Os restos do porto da Idade do Bronze de Pavlopetri foram descobertos recentemente, na década de 1960, e alguns argumentam que podem ter sido a base para a lendária história da Atlântida.

Descoberta de Pavlopetri: a cidade subaquática mais antiga do mundo

Na década de 1960, Nic Flemming, do Instituto de Oceanografia da Universidade de Southampton, redescobriu os restos de um assentamento submerso que se acredita datar de 5.000 á 6.000 anos atrás.

Localizado na região do Peloponeso, no sul da Grécia, perto de uma pequena vila chamada Pavlopetri, o sítio arqueológico fica a 4 metros (13,12 pés) debaixo d'água e agora acredita-se ser a mais antiga cidade subaquática planejada conhecida no mundo. Portanto, juntou-se às fileiras de outros misteriosos assentamentos subaquáticos, vilas e cidades que capturaram a imaginação dos entusiastas da história.

O local foi originalmente identificado pelo geólogo Folkion Negris em 1904, mas depois que Flemming redescobriu o local, ele foi finalmente pesquisado em 1968 por uma equipe de arqueólogos da Universidade de Cambridge. Então, em 2009, sob a direção de John C. Henderson, a Universidade de Nottingham iniciou um projeto de cinco anos com o 'Ephorate of Underwater Antiquities do Hellenic Ministry of Culture and Tourism' e o 'Hellenic Center for Marine Research' para estudar a cidade misteriosa em Pavlopetri. .

Graças ao projeto, Pavlopetri tornou-se a primeira cidade subaquática a ser pesquisada digitalmente em 3D usando a tecnologia de mapeamento de sonar. Essa fusão de tecnologia marinha de ponta e computação gráfica da indústria cinematográfica permitiu que eles gerassem impressionantes imagens fotorrealistas de reconstrução digital em 3D que revolucionaram a arqueologia subaquática.

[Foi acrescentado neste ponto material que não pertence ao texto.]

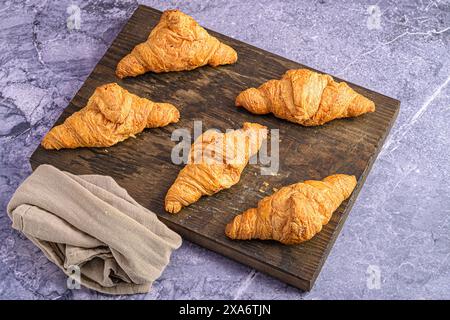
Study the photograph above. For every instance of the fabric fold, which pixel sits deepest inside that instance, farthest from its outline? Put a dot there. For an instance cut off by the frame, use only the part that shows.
(119, 246)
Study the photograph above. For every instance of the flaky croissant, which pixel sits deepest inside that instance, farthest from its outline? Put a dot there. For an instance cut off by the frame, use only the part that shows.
(177, 43)
(111, 115)
(216, 161)
(294, 213)
(305, 97)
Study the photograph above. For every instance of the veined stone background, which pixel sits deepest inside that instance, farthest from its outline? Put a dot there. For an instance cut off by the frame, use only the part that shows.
(399, 227)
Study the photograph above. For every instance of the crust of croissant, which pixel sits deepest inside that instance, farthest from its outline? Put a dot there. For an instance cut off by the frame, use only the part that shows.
(177, 43)
(111, 115)
(294, 213)
(305, 97)
(216, 161)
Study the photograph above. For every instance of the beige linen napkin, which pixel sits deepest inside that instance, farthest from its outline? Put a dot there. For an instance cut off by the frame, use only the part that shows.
(91, 222)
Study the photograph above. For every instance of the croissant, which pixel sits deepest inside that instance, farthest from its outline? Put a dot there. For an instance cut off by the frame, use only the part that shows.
(216, 161)
(111, 115)
(177, 43)
(294, 213)
(305, 97)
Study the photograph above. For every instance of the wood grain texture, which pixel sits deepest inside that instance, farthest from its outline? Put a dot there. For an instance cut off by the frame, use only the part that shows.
(143, 165)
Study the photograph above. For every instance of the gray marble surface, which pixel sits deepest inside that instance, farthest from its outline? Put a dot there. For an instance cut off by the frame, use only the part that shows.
(400, 225)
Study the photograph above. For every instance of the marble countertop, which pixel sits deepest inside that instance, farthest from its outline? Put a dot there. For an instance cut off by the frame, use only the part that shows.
(396, 241)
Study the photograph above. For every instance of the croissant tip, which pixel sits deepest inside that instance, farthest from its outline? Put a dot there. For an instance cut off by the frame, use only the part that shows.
(228, 230)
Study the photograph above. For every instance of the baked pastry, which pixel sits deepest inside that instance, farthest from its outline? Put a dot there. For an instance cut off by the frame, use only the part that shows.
(216, 161)
(294, 213)
(177, 43)
(305, 97)
(111, 115)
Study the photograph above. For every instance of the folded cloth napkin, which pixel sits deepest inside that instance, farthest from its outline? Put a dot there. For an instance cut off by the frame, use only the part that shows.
(91, 222)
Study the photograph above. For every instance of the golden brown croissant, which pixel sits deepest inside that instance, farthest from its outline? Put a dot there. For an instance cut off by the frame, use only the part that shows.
(305, 97)
(177, 43)
(294, 213)
(111, 115)
(216, 161)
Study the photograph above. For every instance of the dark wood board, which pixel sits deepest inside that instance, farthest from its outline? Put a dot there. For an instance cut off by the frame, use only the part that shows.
(143, 165)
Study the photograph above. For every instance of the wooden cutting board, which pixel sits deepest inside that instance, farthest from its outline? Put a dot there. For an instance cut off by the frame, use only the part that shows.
(143, 165)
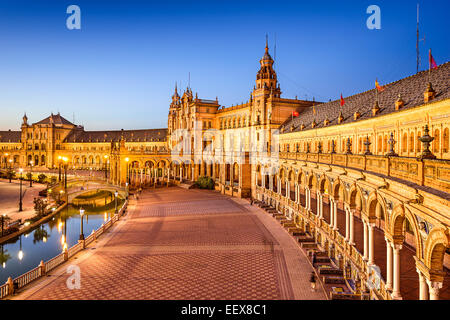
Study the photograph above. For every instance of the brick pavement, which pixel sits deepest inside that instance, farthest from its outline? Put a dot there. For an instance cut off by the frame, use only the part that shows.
(187, 244)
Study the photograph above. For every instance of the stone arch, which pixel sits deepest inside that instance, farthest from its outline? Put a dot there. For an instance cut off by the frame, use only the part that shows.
(324, 185)
(435, 246)
(338, 191)
(301, 178)
(258, 175)
(399, 215)
(311, 181)
(355, 198)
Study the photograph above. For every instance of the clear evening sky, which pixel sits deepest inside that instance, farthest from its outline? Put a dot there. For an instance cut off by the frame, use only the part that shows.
(120, 69)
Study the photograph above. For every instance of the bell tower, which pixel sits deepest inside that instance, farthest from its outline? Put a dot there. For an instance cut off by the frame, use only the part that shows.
(266, 78)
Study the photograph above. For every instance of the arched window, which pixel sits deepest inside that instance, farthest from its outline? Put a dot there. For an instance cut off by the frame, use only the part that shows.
(404, 142)
(445, 141)
(436, 141)
(418, 143)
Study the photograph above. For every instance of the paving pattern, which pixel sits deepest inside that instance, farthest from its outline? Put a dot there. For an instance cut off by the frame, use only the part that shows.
(188, 244)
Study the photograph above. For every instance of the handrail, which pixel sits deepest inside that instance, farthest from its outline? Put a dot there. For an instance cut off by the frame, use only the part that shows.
(423, 172)
(40, 271)
(349, 251)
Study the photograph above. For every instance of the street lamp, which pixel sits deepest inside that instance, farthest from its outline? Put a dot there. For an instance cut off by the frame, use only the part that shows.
(81, 225)
(59, 168)
(31, 174)
(3, 222)
(20, 255)
(20, 191)
(60, 195)
(106, 167)
(65, 159)
(10, 170)
(128, 170)
(115, 200)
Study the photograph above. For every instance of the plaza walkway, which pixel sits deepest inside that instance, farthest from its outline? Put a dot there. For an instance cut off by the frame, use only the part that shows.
(9, 198)
(187, 244)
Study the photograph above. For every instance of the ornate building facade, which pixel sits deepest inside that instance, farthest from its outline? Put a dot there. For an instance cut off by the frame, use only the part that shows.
(368, 182)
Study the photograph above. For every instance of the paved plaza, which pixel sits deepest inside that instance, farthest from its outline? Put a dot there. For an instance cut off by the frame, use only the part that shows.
(9, 198)
(186, 244)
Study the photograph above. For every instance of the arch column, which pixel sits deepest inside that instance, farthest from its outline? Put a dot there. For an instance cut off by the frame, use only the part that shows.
(347, 223)
(366, 242)
(434, 288)
(423, 286)
(319, 204)
(352, 227)
(396, 288)
(371, 227)
(334, 204)
(388, 264)
(308, 198)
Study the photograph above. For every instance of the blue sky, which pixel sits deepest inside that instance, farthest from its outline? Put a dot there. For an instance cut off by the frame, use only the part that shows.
(120, 69)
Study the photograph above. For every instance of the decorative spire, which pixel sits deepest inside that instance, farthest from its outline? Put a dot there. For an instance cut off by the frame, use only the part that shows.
(376, 108)
(399, 103)
(340, 117)
(429, 94)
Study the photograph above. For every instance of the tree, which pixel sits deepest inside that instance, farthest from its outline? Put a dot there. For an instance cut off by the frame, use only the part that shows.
(10, 174)
(39, 206)
(205, 182)
(41, 178)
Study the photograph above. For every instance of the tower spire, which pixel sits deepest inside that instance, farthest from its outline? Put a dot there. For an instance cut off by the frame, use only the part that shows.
(267, 43)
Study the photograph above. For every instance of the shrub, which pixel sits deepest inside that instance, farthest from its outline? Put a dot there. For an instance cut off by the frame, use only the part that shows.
(205, 182)
(41, 178)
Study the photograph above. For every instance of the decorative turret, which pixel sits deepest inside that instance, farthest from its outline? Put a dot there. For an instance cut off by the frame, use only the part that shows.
(376, 108)
(340, 117)
(25, 120)
(429, 94)
(266, 78)
(399, 103)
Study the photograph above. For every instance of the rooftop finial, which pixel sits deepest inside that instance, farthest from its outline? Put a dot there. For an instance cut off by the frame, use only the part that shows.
(267, 43)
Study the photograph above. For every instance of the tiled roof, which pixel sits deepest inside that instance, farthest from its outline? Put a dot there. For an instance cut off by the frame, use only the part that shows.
(108, 136)
(410, 88)
(10, 136)
(56, 119)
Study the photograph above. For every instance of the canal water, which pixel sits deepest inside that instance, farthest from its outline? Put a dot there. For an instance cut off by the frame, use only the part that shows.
(21, 254)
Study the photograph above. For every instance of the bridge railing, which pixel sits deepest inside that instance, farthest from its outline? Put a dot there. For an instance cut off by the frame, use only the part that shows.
(21, 281)
(426, 172)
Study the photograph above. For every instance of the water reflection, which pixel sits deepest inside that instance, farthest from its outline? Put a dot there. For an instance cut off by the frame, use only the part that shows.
(25, 252)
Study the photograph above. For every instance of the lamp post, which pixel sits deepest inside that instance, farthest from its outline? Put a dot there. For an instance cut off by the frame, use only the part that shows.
(6, 163)
(20, 190)
(106, 166)
(128, 170)
(59, 168)
(3, 223)
(60, 195)
(81, 224)
(65, 173)
(10, 170)
(20, 255)
(115, 200)
(31, 174)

O que eles encontraram em Pavlopetri?

O projeto de pesquisa identificou milhares de artefatos no local que ajudam a criar uma compreensão mais profunda da vida cotidiana em Pavlopetri de cerca de 3000 aC até "afundar" por volta de 1100 aC, provavelmente devido a terremotos comuns na região, erosão, aumento do nível do mar, ou mesmo um enorme tsunami.

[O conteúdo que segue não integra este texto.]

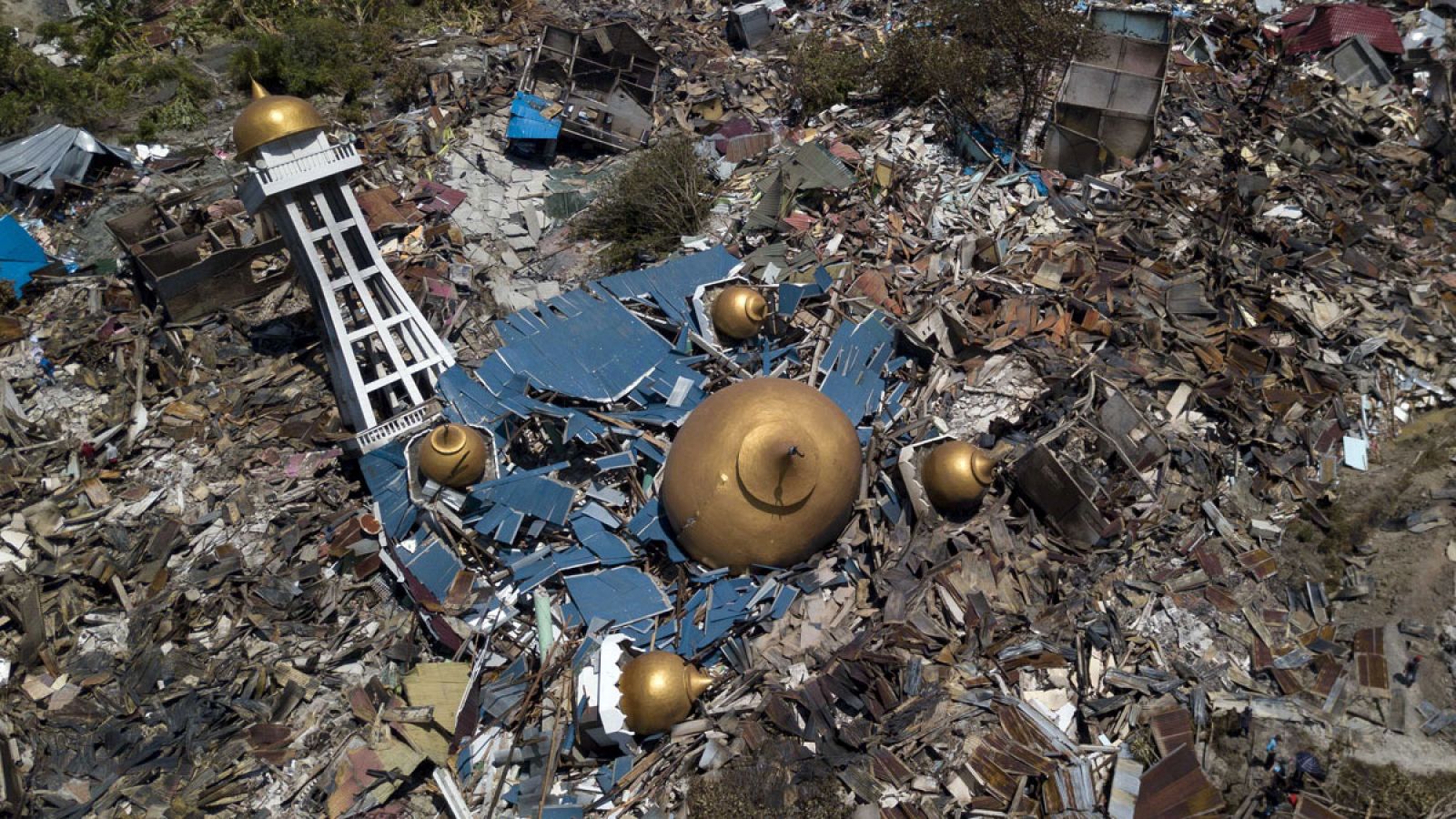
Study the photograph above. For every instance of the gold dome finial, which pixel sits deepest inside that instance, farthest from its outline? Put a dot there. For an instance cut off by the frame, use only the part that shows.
(659, 690)
(273, 116)
(740, 312)
(956, 474)
(453, 455)
(763, 472)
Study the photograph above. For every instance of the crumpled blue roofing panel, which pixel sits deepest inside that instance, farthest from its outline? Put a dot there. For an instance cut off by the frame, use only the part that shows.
(621, 595)
(531, 494)
(433, 564)
(389, 482)
(609, 548)
(19, 254)
(670, 285)
(528, 121)
(580, 344)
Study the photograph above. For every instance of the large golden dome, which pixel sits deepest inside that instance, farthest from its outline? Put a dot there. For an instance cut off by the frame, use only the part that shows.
(269, 116)
(762, 472)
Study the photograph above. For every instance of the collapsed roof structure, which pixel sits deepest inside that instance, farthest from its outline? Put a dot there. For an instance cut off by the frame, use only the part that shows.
(47, 162)
(596, 85)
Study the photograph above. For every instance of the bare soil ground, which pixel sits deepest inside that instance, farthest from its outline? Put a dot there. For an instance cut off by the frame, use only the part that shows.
(1375, 771)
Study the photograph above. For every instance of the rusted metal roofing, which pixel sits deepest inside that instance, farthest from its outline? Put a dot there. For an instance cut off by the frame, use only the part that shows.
(1372, 672)
(1172, 729)
(1177, 789)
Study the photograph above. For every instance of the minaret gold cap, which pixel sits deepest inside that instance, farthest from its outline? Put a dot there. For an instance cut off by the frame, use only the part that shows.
(453, 455)
(956, 474)
(659, 691)
(740, 312)
(273, 116)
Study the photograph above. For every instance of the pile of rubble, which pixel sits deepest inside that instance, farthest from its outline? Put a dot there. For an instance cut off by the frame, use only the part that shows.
(1179, 363)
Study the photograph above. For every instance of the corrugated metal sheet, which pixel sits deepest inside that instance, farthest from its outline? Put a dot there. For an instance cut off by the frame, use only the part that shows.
(55, 155)
(1317, 28)
(1176, 787)
(19, 254)
(1172, 729)
(1126, 784)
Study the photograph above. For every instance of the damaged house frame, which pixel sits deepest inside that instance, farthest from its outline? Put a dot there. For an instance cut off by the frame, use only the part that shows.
(596, 85)
(1107, 106)
(194, 252)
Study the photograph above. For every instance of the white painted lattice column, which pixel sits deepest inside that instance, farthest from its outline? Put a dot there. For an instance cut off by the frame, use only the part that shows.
(383, 356)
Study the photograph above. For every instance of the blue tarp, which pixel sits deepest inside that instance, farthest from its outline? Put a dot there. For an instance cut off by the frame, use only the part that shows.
(528, 121)
(19, 254)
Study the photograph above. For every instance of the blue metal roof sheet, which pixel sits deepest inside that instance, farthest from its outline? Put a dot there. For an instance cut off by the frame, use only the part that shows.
(528, 121)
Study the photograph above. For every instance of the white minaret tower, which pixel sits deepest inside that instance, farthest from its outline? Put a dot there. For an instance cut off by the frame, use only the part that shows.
(383, 356)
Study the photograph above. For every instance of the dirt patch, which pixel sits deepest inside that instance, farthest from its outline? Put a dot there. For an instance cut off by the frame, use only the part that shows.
(1412, 574)
(1392, 790)
(771, 783)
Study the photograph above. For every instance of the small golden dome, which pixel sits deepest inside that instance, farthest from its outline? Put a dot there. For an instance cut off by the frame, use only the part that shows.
(956, 474)
(273, 116)
(453, 457)
(659, 690)
(763, 472)
(739, 312)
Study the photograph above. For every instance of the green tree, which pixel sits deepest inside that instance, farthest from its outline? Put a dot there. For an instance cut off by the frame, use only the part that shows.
(1024, 41)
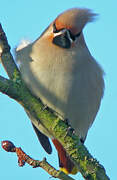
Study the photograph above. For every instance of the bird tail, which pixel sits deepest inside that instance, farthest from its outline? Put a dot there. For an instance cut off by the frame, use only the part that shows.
(65, 163)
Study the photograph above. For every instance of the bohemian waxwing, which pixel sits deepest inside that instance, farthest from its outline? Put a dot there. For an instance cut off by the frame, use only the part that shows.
(59, 69)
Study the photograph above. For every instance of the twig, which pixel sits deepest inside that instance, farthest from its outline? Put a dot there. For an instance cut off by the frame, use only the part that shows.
(24, 158)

Como um instantâneo da vida há 5.000\6.000 anos, Pavlopetri foi incrivelmente bem projetado com estradas, casas de dois andares com jardins, templos, um cemitério e um complexo sistema de gerenciamento de água, incluindo canais e canos de água.

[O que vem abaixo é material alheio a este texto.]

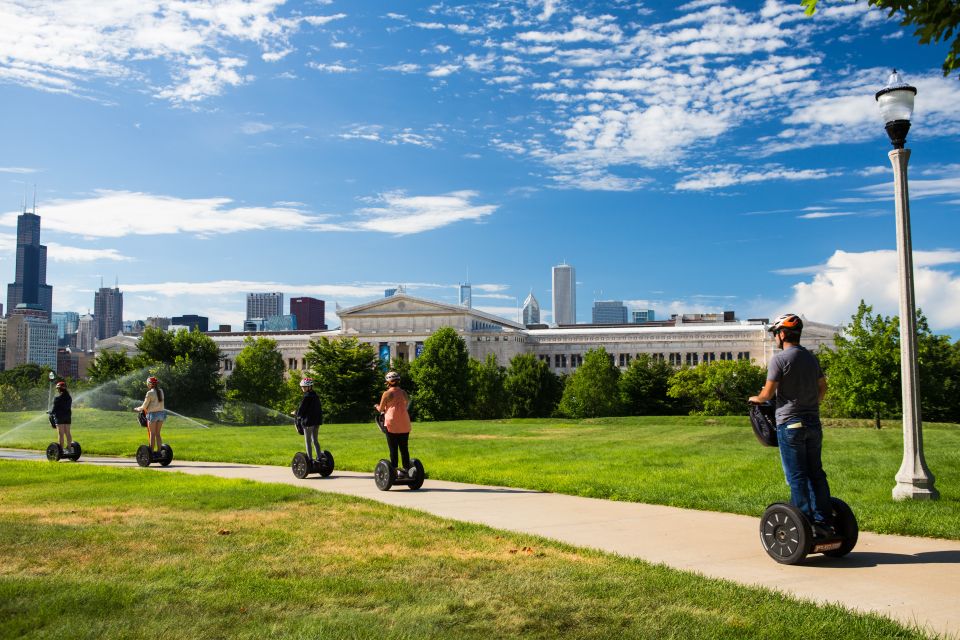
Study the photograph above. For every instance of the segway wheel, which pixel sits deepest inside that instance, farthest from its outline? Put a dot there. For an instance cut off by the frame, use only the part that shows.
(166, 455)
(326, 464)
(300, 465)
(143, 455)
(54, 452)
(383, 475)
(785, 533)
(416, 474)
(845, 524)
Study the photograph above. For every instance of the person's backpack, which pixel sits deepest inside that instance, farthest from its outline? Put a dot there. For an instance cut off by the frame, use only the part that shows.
(764, 422)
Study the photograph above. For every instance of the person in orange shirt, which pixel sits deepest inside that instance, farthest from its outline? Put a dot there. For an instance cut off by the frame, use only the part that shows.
(394, 404)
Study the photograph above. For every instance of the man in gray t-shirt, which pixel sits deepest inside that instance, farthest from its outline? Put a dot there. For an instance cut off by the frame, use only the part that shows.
(795, 379)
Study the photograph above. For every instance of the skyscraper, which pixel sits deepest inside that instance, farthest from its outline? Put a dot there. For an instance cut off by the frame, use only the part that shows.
(30, 283)
(531, 310)
(564, 294)
(264, 305)
(309, 312)
(108, 312)
(609, 312)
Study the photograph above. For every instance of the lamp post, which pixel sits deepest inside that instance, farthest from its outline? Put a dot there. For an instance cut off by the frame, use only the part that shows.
(51, 377)
(914, 480)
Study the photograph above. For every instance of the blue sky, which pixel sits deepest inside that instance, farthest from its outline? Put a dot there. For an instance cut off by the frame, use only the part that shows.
(683, 157)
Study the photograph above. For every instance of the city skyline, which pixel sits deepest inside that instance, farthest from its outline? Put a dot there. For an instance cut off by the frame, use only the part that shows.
(685, 158)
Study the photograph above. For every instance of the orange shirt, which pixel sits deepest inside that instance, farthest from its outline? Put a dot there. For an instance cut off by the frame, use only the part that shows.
(393, 403)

No centro da cidade, havia até uma praça medindo cerca de 40 por 20 metros (131 x 65 pés) e a maioria dos prédios tinha até 12 quartos no interior. "Existem locais afundados mais antigos no mundo, mas nenhum pode ser considerado uma cidade planejada como esta, e é por isso que é único", explicou o Dr. Jon Henderson, da equipe da Universidade de Nottingham que gerenciou o Pavlopetri Underwater Archaeology Project.

A cidade é tão antiga que existia no período em que o famoso poema épico grego antigo Ilíada foi ambientado. Pesquisas em 2009 revelaram que o local se estende por cerca de 9 acres (36.421 m2) e evidências mostram que havia sido habitado antes de 2800 BC.

As estruturas da cidade ainda são claramente visíveis e pelo menos 15 edifícios foram encontrados. O arranjo da cidade é tão claro que o chefe da equipe arqueológica de Nottingham conseguiu criar o que eles acreditam ser uma reconstrução 3D extremamente precisa da cidade.

Os historiadores acreditam que a cidade antiga era um centro de comércio para as civilizações minóica e micênica. Espalhados por todo o local existem grandes recipientes de armazenamento feitos de barro, estátuas, ferramentas do dia-a-dia e outros artefatos.

O nome original da cidade é desconhecido, assim como seu papel exato no mundo antigo. "É um achado raro e significativo porque, como um local submerso, nunca foi reocupado e, portanto, representa um momento congelado do passado", explicou Elias Spondylis, do Ministério da Cultura da Grécia, no New Scientist.